Ocuparia uma cadeira na Academia Mundial das Letras ao lado de Dostoievski,
Shakespeare e Machado de Assis (Paulo Coelho é a faxineira que tira o pó das
estantes uma vez a cada quinze dias). Quanto orgulho! O café da manhã que se
seguiu irá ficar gravado para sempre na história como o café da manhã que
antecedeu a produção da grande obra! O que diriam aquelas torradas besuntadas
com requeijão se soubessem do prestimoso auxílio que estavam oferecendo ao
emprestar suas propriedades nutritivas aos meus neurônios geniais, verdadeiro
exército de massa cinzenta que em breve revolucionaria com suas sinapses o
mercado editorial mundial? Liguei o rádio para tentar registrar quais notícias
esse dia tão especial se dedicava em transmitir, todas elas ínfimas perante o
grande acontecimento ainda reservado à solidão do meu íntimo. Não é curioso
imaginar que as pessoas travam a própria vida em função de manchetes tão
insignificantes? Não e não!

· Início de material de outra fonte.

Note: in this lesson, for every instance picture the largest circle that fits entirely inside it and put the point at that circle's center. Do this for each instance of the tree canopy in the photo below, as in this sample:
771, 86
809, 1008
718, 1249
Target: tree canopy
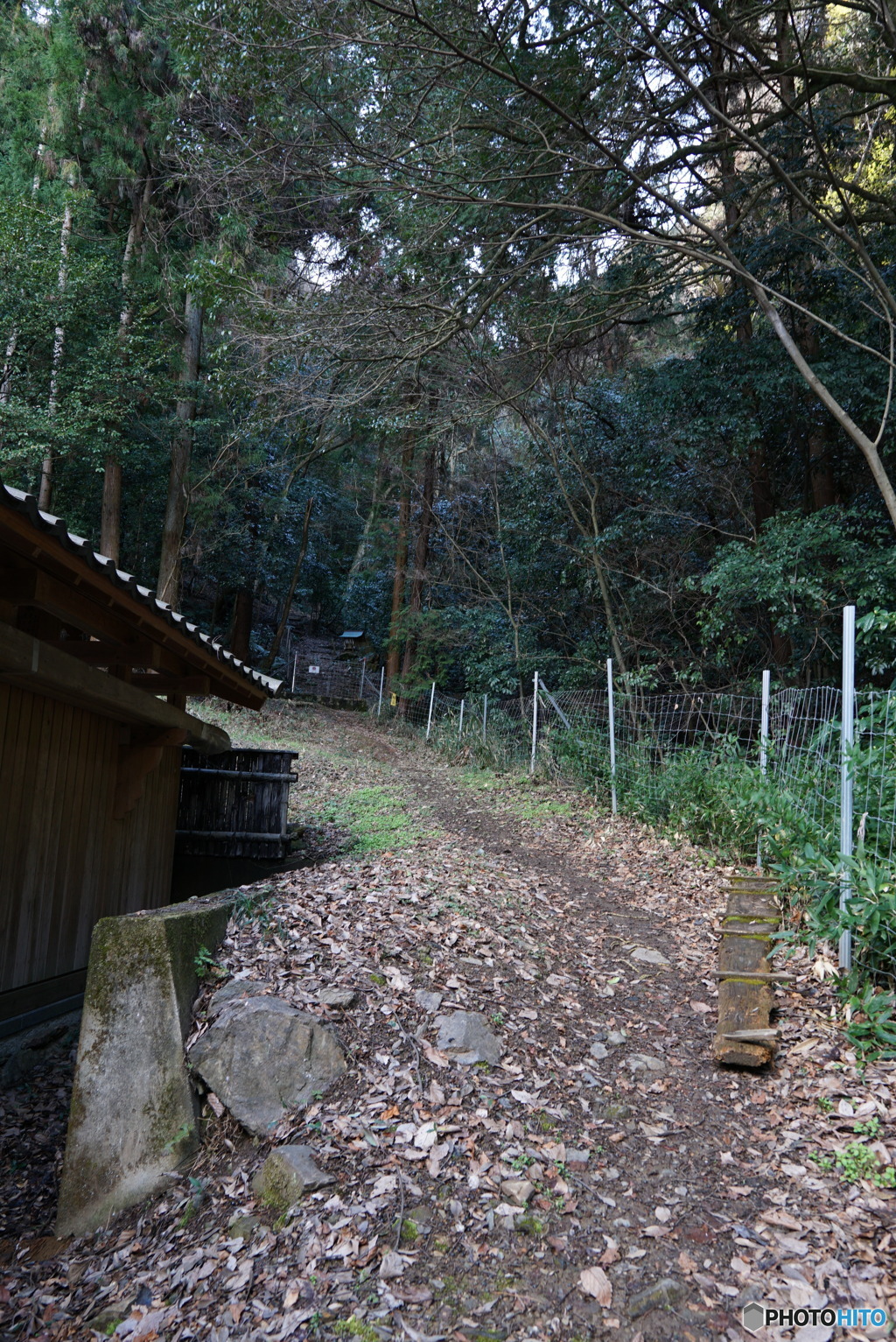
520, 336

Ainda que o muro de Berlim fosse reconstruído para
depois ser novamente colocado a baixo, ainda que os homens de turbante do Bin
Laden resolvessem bombardear o Cristo Redentor com ultraleves terroristas,
ainda que o Russomanno virasse honesto, ainda assim nada poderia me interromper!
Hoje eu acordei com uma única e irrevogável missão: conceber a minha espectral
obra prima, um pequeno conjunto de páginas escritas por homem, um gigantesco
monumento para o futuro caminho de toda a humanidade. Agora todos em
silêncio... vou começar a pensar no que raios escrever. Todo gênio escolhido
tem momentos de insegurança. Esse é o meu momento de insegurança. To inseguro.
Mas sou um gênio, não duvide... o meu espelho que o diga!